«Non chiedere la grazia non significa essere innocenti, ma solo non riconoscere il codice che ti ha condannato», scriveva il 15 agosto 2013, Francesco Merlo su Repubblica. Lo sdegno dell’editorialista riguarda Silvio Berlusconi, colpevole di non domandare la grazia (sottovoce) ma di esigerla nelle pubbliche piazze. «La grazia – argomenta Merlo – non è una larga intesa ma al contrario un piccolo grande gesto che il capo dello Stato compie con il minimo di pubblicità possibile perché è pudore, è discrezione».
Merlo è uno dei tanti che oggi subordina la concessione presidenziale della grazia al pubblico pentimento di Berlusconi, all’omaggio vassallatico al capo del Csm che gli è impossibile fare.
LA GRAZIA PER SOFRI. Come tanti, Merlo ha cambiato parecchie volte idea. Non occorrono grandi sforzi per ricordare il caso di Adriano Sofri, l’ex leader di Lotta Continua, condannato in via definitiva a 22 anni di carcere per l’omicidio del commissario Calabresi. È passato appena un decennio da quando Merlo non aveva problemi a difendere la sua causa sul Corriere della Sera, dove tesseva le lodi delle larghe intese che si erano attivate per convincere il Presidente della Repubblica a concedere una grazia che, come quella di Berlusconi, non fu mai richiesta dall’interessato.

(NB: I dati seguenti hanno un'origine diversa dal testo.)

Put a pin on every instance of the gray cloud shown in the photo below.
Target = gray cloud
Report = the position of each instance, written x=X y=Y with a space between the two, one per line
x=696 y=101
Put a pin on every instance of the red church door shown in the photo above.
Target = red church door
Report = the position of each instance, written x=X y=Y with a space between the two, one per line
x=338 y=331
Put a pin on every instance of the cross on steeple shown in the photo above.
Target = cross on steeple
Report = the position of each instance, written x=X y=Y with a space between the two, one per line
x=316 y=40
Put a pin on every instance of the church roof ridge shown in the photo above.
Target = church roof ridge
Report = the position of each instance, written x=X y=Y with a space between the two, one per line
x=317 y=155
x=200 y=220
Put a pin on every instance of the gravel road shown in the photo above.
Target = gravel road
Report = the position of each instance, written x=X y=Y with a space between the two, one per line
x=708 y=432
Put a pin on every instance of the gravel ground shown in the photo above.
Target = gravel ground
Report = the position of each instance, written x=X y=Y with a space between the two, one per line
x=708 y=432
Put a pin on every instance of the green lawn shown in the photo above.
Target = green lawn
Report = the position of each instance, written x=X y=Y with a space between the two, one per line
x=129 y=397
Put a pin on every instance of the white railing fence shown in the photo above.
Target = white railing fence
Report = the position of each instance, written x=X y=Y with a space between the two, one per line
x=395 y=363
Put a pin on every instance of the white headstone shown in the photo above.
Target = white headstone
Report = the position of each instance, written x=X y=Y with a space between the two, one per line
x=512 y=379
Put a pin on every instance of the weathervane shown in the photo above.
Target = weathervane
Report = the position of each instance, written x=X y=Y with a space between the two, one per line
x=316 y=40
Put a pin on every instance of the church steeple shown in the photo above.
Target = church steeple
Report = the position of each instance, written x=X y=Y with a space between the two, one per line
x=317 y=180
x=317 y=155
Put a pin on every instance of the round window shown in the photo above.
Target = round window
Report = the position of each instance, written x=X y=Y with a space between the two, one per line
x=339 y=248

MERLO: “BRAVO BERLUSCONI”. In un articolo sul Corriere della Sera, nel 2002, Merlo addirittura elogiò Berlusconi, che in una lettera al Foglio si era dichiarato favorevole alla causa di Sofri: Berlusconi «ha fatto un servizio a tutti quelli che non sopportano più Sofri in galera», spiegò Merlo: «Non tanto a quelli che credono nella sua “non colpevolezza penale” (che è materia affidata e già risolta dai giudici), ma soprattutto a quelli che non vogliono fermare la storia a trent’anni fa, magari perché sanno che i propri pensieri di allora erano gli stessi pensieri di Sofri, e che lui sta in prigione in rappresentanza di una generazione, sicuramente al posto di un altro, perché il Sofri di oggi non è il Sofri di una generazione fa». A quanto pare, anche Merlo.
IL PRESIDENTE E LA GRAZIA. Quando si trattava la grazia per Sofri, tutto era diverso, non solo per l’intellighenzia di sinistra ma anche per il capo del Csm, l’allora presidente della Repubblica Carlo Azeglio Ciampi. Nonostante l’assenza di pentimento del reo, Ciampi, per concedergli la grazia, arrivò a sollevare un conflitto istituzionale con il ministro della Giustizia, il leghista, Guido Castelli. E dire che si trattava di un condannato per omicidio. Oggi Napolitano spiega che, per un ex presidente del Consiglio, condannato definitivamente da una sezione feriale al terzo processo per il medesimo fatto, cioè una frode fiscale, «non ci sono le condizioni per l’intervento del capo dello Stato». Conoscendo la vicenda di Sofri e paragonandola a quella di Berlusconi, possono davvero sorprendere i toni “sovversivi” usati dal capo di Forza Italia?